The following information will provide the most common and easily avoided sources of adverse drug reactions concerning antidepressants. Keep it handy and review it whenever you bring home a new prescription for an antidepressant - even after your doctor and pharmacist have vetted it with you.
Commonly used antidepressants include MAO inhibitors nardil and pargylene and selective serotonin reuptake inhibitors (SSRIs) such as Prozac. As mentioned below, these drugs should not be taken together.
- Selective serotonin reuptake inhibitors such as Prozac intereact with St. John's wort. May increase effects of SSRIs, which could result in too much serotonin being produced, jitters, and other side effects.
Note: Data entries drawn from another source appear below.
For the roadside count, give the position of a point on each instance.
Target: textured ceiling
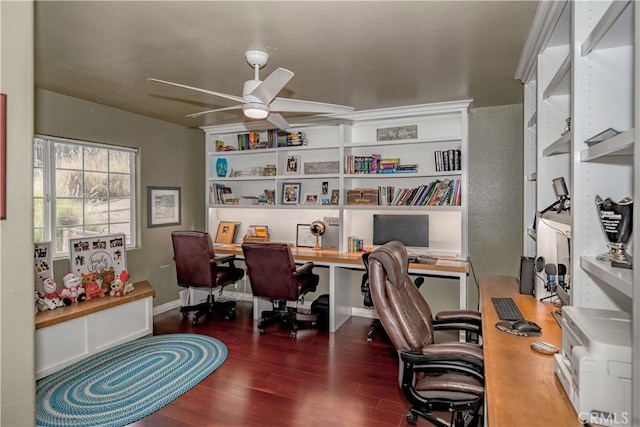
(364, 54)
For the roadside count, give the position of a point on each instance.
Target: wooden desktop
(521, 386)
(341, 263)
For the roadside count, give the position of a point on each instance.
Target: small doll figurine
(51, 298)
(72, 292)
(124, 276)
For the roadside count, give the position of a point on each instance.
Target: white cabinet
(69, 334)
(334, 141)
(581, 62)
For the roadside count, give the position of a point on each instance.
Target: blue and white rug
(126, 383)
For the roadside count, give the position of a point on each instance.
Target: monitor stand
(557, 314)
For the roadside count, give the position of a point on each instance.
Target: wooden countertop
(521, 386)
(332, 256)
(62, 314)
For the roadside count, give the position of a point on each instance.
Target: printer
(595, 366)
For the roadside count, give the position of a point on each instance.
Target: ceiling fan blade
(279, 121)
(301, 106)
(271, 86)
(210, 92)
(233, 107)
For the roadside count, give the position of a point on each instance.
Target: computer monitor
(560, 188)
(410, 230)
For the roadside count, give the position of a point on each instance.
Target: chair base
(458, 418)
(286, 317)
(226, 308)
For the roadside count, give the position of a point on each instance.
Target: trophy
(617, 222)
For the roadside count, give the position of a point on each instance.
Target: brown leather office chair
(434, 377)
(274, 276)
(197, 266)
(368, 301)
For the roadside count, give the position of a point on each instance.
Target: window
(82, 189)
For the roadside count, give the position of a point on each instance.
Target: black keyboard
(507, 309)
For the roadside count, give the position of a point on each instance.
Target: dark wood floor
(318, 379)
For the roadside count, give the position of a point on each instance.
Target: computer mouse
(525, 326)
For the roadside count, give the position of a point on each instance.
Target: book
(362, 196)
(226, 232)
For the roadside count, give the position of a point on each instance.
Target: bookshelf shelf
(615, 28)
(561, 145)
(619, 145)
(441, 128)
(561, 81)
(533, 120)
(373, 144)
(618, 278)
(598, 45)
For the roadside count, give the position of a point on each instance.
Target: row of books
(275, 138)
(355, 244)
(221, 194)
(448, 160)
(374, 164)
(437, 193)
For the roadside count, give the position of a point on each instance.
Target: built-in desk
(69, 334)
(521, 386)
(340, 264)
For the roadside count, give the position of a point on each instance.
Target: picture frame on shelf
(226, 232)
(292, 165)
(163, 206)
(304, 237)
(335, 197)
(311, 199)
(397, 133)
(291, 193)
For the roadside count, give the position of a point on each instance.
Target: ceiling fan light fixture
(255, 110)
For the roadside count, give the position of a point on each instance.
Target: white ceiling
(364, 54)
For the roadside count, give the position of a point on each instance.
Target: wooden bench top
(141, 290)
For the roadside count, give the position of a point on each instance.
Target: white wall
(17, 389)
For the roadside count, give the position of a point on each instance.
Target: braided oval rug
(126, 383)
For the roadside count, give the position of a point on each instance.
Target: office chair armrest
(467, 316)
(304, 268)
(416, 362)
(454, 352)
(457, 326)
(223, 259)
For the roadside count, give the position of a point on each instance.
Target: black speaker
(526, 275)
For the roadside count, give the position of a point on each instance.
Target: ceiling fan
(259, 100)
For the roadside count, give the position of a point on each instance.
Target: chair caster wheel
(412, 418)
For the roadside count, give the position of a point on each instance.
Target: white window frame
(49, 188)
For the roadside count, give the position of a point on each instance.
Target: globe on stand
(317, 229)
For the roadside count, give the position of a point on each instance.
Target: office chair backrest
(193, 252)
(270, 267)
(403, 311)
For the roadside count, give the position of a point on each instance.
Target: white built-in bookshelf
(426, 135)
(581, 62)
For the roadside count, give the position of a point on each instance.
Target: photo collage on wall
(43, 264)
(95, 254)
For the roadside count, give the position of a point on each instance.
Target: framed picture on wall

- Selective serotonin reuptake inhibitors interact with MAO inhibitors (another class of anti-depressant). May increase effects of SSRI drugs which could be fatal.
- MAO inhibitors, such as nardil and pargylene interact with decongestants such as pseudoephedrine, or diet pills with ma huang, or many other diet aids. Can increase blood pressure, dramatically risking blowing a blood vessel out in your brain (a stroke), heart or abdomen or just making your heart work so hard you have a heart attack.
- MAO inhibitors interact with certain cheeses, herring, and beverages such as Chianti wine. Can dramatically increase blood pressure.
- MAO inhibitors interact with Demerol (meperidine) and other prescription pain relievers that have a narcotic component like codeine and percoset. May cause cardiovascular and blood pressure instability that can be very serious.
- MAO inhibitors interact with ma huang (an herb), and other diet aids. Can increase blood pressure dramatically.
- Fosamax interacts with food and may reduce the absorption of the drug, and thereby reduces effectiveness.